We ask her what she means.

She says, “Something, this is the better way.”

Then, she turns and retreats into the burnt hole that is her home.

Women & Desire 2

The woman down the hall is desirous. She has the appearance of all women who are at once desirous and unfulfilled. Her skin is persistently blotched with flushed hives and her pants are so tight that she moans when she walks.

Usually, she is a soft woman. She speaks and eats without opening her mouth. Every movement is delicate and graceful. She is a fallen operatic heroine.

But the woman down the hall changes twice a year.
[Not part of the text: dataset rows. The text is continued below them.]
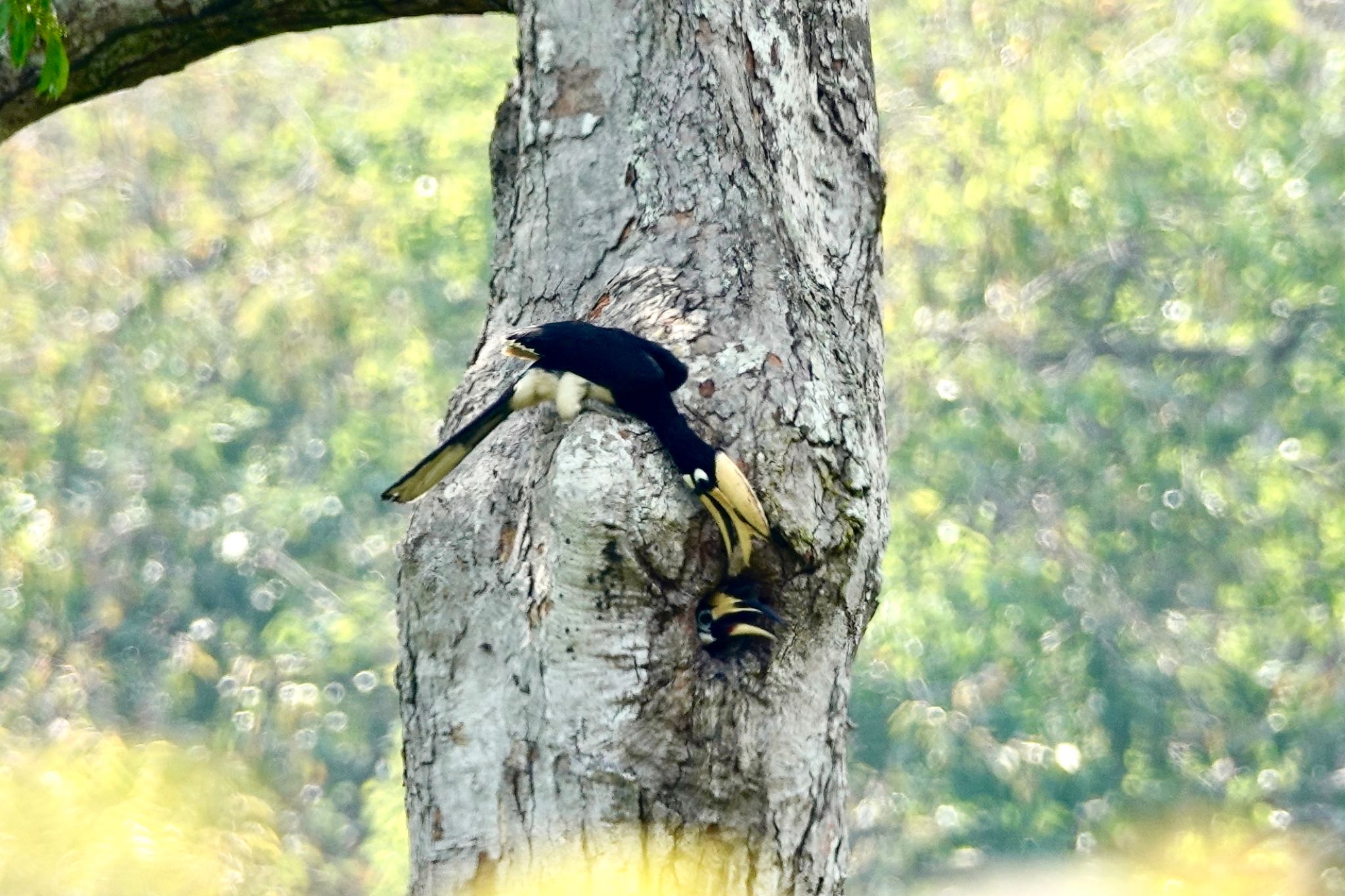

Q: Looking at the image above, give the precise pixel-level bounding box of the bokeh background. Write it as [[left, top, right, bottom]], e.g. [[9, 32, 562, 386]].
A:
[[0, 0, 1345, 896]]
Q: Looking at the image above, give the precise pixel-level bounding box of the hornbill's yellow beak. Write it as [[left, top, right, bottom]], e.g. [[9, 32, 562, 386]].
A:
[[729, 622, 775, 641], [500, 339, 540, 362], [699, 452, 771, 575]]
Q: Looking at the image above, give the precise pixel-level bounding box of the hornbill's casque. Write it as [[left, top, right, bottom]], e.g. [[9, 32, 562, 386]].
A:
[[695, 576, 780, 650], [384, 321, 769, 574]]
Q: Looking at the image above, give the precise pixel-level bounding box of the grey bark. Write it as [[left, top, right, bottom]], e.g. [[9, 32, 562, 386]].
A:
[[0, 0, 510, 142], [398, 0, 888, 895]]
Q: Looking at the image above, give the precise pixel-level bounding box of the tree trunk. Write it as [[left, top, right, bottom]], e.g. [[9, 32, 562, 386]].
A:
[[398, 0, 888, 896]]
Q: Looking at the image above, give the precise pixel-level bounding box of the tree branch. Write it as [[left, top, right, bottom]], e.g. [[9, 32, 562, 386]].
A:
[[0, 0, 512, 142]]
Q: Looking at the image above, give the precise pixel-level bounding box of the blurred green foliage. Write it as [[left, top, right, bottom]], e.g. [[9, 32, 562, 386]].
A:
[[0, 18, 514, 893], [0, 0, 1345, 893], [851, 0, 1345, 892], [0, 0, 70, 96]]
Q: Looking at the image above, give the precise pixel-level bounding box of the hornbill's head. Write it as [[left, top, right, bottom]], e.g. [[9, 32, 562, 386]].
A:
[[695, 576, 780, 647]]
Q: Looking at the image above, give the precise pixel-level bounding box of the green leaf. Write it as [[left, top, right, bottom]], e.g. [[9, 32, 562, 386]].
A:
[[37, 37, 70, 99], [9, 8, 37, 68]]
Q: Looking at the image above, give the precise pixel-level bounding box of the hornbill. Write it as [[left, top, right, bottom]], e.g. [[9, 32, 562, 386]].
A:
[[384, 321, 769, 574], [695, 576, 782, 650]]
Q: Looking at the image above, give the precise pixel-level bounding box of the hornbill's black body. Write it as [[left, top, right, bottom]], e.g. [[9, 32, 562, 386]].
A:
[[384, 321, 768, 572], [695, 576, 780, 650]]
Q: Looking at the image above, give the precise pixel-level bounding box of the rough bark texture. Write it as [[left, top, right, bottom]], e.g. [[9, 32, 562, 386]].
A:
[[399, 0, 888, 895], [0, 0, 511, 142]]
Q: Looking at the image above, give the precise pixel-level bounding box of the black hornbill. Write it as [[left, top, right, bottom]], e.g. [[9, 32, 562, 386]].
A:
[[384, 321, 769, 572], [695, 576, 780, 650]]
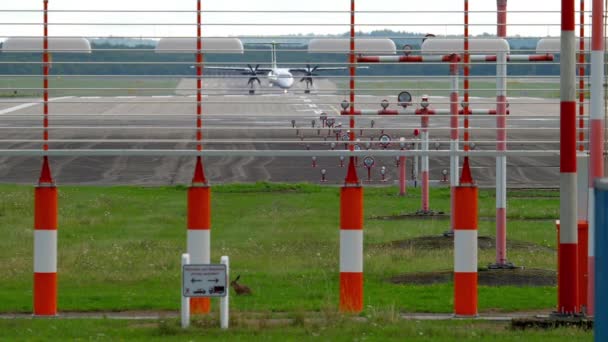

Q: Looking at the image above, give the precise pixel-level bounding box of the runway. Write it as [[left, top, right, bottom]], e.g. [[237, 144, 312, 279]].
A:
[[0, 78, 559, 187]]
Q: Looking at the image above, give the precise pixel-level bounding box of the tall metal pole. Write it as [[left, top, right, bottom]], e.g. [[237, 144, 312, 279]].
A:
[[557, 0, 580, 314], [492, 0, 512, 268], [187, 0, 211, 315], [449, 54, 460, 234], [340, 0, 363, 313], [576, 0, 589, 309], [587, 0, 606, 316], [33, 0, 58, 316]]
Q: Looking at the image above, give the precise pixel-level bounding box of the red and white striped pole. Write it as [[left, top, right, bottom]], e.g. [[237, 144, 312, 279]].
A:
[[587, 0, 606, 316], [187, 0, 211, 315], [399, 157, 407, 196], [420, 114, 430, 213], [34, 156, 58, 316], [576, 0, 589, 310], [557, 0, 580, 314], [399, 138, 407, 196], [33, 0, 57, 316], [450, 54, 460, 233], [493, 0, 509, 268], [340, 0, 363, 313], [453, 162, 478, 317], [452, 0, 478, 317]]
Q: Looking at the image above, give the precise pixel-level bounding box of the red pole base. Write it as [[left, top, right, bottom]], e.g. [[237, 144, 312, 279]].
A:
[[454, 272, 478, 317], [34, 273, 57, 316], [340, 272, 363, 313]]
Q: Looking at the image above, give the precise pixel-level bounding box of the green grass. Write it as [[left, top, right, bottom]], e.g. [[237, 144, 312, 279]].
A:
[[338, 79, 559, 98], [0, 183, 559, 312], [0, 311, 592, 342], [0, 76, 179, 97]]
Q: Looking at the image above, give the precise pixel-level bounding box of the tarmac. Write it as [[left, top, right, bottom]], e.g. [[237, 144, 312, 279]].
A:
[[0, 78, 559, 188]]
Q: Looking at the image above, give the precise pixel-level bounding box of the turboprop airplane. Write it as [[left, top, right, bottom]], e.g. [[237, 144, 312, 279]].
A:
[[205, 42, 354, 95]]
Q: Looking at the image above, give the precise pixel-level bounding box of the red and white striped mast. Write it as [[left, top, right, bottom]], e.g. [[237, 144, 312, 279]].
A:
[[33, 0, 57, 316], [187, 0, 211, 314], [449, 54, 460, 234], [452, 0, 479, 317], [587, 0, 606, 316], [557, 0, 580, 315], [492, 0, 511, 268], [339, 0, 363, 313]]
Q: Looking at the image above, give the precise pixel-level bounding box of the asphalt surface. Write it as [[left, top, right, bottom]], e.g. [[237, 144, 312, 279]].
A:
[[0, 79, 559, 187]]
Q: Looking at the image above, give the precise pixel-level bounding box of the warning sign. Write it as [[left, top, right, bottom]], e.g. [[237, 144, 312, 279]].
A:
[[182, 264, 228, 297]]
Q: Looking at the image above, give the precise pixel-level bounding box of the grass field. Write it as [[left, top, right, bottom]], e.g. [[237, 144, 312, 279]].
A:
[[338, 79, 559, 98], [0, 76, 179, 97], [0, 184, 559, 312], [0, 183, 590, 341]]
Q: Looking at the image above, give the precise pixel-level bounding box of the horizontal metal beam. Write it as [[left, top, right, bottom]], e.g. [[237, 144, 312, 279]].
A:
[[0, 149, 559, 158]]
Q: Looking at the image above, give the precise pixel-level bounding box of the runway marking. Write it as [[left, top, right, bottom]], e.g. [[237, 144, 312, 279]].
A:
[[329, 105, 342, 115], [0, 96, 74, 115]]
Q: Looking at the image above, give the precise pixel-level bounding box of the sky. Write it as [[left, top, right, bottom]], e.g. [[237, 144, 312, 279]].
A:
[[0, 0, 568, 39]]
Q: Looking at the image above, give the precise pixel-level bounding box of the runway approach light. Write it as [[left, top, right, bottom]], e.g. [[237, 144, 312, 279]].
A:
[[420, 95, 430, 108], [397, 91, 412, 108], [340, 100, 350, 110], [403, 44, 413, 56], [308, 38, 397, 55], [2, 37, 91, 53], [420, 38, 510, 55], [380, 100, 390, 110], [380, 134, 391, 148], [154, 38, 245, 54]]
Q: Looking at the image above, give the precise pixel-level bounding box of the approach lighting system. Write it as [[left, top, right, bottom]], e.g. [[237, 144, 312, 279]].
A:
[[380, 99, 390, 110], [397, 91, 412, 108], [340, 100, 350, 110], [380, 134, 391, 148], [420, 95, 430, 108]]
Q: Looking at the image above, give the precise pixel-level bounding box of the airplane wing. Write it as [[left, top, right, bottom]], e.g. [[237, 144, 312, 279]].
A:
[[289, 66, 369, 74], [204, 66, 271, 75]]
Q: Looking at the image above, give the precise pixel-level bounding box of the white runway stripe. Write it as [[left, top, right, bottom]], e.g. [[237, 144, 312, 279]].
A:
[[0, 96, 74, 115]]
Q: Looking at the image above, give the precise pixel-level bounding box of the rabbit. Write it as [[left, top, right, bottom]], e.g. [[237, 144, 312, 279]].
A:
[[230, 274, 251, 296]]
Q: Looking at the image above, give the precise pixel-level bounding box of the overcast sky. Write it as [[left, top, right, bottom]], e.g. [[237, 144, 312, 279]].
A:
[[0, 0, 568, 37]]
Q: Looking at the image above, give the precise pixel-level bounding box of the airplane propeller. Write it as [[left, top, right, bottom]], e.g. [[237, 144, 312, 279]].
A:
[[242, 64, 262, 94], [300, 64, 319, 90]]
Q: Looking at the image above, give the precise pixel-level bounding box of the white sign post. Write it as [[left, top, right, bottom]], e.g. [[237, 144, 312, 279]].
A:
[[181, 254, 229, 329]]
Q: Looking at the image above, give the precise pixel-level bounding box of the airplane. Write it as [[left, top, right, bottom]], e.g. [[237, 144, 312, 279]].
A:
[[205, 41, 354, 95]]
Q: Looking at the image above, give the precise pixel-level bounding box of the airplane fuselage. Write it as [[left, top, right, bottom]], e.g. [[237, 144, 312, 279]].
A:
[[268, 68, 294, 90]]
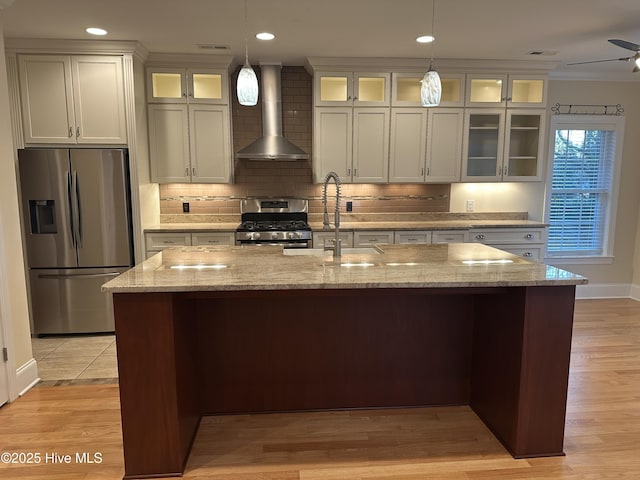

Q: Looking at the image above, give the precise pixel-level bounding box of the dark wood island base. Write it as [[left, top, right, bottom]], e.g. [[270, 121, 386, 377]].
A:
[[113, 285, 575, 479]]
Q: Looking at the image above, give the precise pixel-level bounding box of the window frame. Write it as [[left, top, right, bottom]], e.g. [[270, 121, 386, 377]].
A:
[[544, 115, 625, 264]]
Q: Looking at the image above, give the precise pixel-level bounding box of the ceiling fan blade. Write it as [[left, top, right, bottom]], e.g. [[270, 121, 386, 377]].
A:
[[567, 56, 635, 65], [609, 38, 640, 52]]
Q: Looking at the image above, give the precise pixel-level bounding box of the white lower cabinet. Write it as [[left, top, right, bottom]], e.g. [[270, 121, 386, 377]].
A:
[[313, 231, 353, 248], [469, 228, 546, 260], [353, 230, 394, 247], [191, 232, 236, 245], [393, 230, 431, 245], [431, 230, 469, 243], [145, 232, 235, 258]]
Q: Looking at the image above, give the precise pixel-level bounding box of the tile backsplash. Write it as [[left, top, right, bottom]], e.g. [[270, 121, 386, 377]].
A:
[[160, 67, 450, 218]]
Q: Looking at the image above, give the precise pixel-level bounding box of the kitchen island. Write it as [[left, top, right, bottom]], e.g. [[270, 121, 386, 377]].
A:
[[103, 244, 587, 478]]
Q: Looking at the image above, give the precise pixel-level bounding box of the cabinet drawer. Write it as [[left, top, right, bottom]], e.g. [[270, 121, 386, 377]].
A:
[[146, 233, 191, 250], [313, 231, 353, 248], [394, 230, 431, 244], [353, 232, 393, 247], [431, 230, 468, 243], [495, 245, 544, 261], [469, 228, 544, 245], [191, 232, 235, 245]]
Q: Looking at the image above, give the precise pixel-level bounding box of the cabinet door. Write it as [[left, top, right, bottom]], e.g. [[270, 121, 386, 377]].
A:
[[507, 75, 547, 107], [353, 73, 391, 107], [189, 105, 231, 183], [147, 68, 187, 103], [149, 105, 191, 183], [389, 108, 428, 183], [313, 232, 353, 248], [393, 230, 431, 245], [191, 232, 236, 245], [353, 108, 389, 183], [391, 70, 465, 107], [465, 75, 507, 107], [71, 55, 127, 145], [502, 110, 545, 182], [353, 231, 394, 247], [313, 107, 353, 183], [313, 72, 353, 107], [462, 108, 505, 182], [187, 69, 229, 105], [19, 55, 76, 144], [426, 108, 464, 183]]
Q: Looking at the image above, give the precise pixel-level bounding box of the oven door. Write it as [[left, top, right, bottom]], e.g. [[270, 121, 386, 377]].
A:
[[236, 239, 311, 248]]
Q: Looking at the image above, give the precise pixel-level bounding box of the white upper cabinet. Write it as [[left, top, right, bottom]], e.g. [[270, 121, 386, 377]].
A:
[[149, 104, 231, 183], [462, 109, 545, 182], [147, 68, 229, 105], [391, 72, 465, 107], [314, 72, 391, 107], [18, 55, 127, 145], [465, 74, 547, 108]]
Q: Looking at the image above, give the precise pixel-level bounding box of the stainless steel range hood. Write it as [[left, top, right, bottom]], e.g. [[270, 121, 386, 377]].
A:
[[236, 64, 309, 160]]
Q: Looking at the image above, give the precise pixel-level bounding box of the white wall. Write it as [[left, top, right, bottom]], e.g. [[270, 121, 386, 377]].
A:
[[451, 78, 640, 288], [0, 23, 33, 393]]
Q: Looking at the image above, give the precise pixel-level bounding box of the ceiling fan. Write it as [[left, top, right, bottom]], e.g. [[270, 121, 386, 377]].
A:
[[567, 38, 640, 73]]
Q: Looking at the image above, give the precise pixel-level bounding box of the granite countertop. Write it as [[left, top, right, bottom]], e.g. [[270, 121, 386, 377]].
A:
[[144, 212, 547, 233], [102, 243, 587, 293]]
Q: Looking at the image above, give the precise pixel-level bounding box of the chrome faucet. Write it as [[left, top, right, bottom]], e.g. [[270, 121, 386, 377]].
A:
[[322, 172, 342, 258]]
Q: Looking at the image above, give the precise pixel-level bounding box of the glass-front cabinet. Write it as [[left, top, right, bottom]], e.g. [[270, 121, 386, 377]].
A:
[[465, 75, 547, 107], [462, 109, 545, 182], [391, 72, 465, 107], [147, 68, 228, 104], [314, 72, 391, 107]]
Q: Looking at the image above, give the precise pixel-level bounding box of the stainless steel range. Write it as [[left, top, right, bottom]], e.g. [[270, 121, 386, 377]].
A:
[[236, 198, 311, 248]]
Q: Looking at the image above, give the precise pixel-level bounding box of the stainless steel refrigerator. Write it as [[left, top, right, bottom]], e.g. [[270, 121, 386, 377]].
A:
[[18, 149, 134, 335]]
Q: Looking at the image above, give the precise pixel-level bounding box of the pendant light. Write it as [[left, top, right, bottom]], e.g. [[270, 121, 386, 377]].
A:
[[420, 0, 442, 107], [236, 0, 259, 107]]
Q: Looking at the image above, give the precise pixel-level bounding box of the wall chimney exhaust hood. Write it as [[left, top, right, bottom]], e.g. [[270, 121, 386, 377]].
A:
[[236, 64, 309, 160]]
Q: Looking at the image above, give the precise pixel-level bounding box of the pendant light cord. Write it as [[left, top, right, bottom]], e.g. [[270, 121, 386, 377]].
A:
[[244, 0, 249, 65]]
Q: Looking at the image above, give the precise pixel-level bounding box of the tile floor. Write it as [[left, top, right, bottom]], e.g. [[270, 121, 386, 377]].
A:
[[31, 335, 118, 383]]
She becomes a woman who desires desire for recreation.

This woman who is generally subdued and generous, for these few days every six months is excitable and aggressive. Her accelerated speech is an extended onomatopoeia. There are no distinct words. Her gestures knock large abrasions into the wall. And her sex stinks of daffodils and pumpkin spice. It is a mixture she alone has created to catch a suitable fix. It is a technique that never fails.

For centuries, the woman down the hall has been desirous, and for centuries, she has been fulfilled. She is beautiful in her satisfaction.

Women & Signs 1

For a while, we were concerned for her, this young woman down the hall. For a while, we thought she was too much a child to live alone — she could scarcely be a nymphet, if you believe in that sort of thing, which we personally prefer not to. For a while, we brought her food and drink, cobbler and casseroles, but then we saw that she was not so innocent. She is not so young either, this girl down the hall.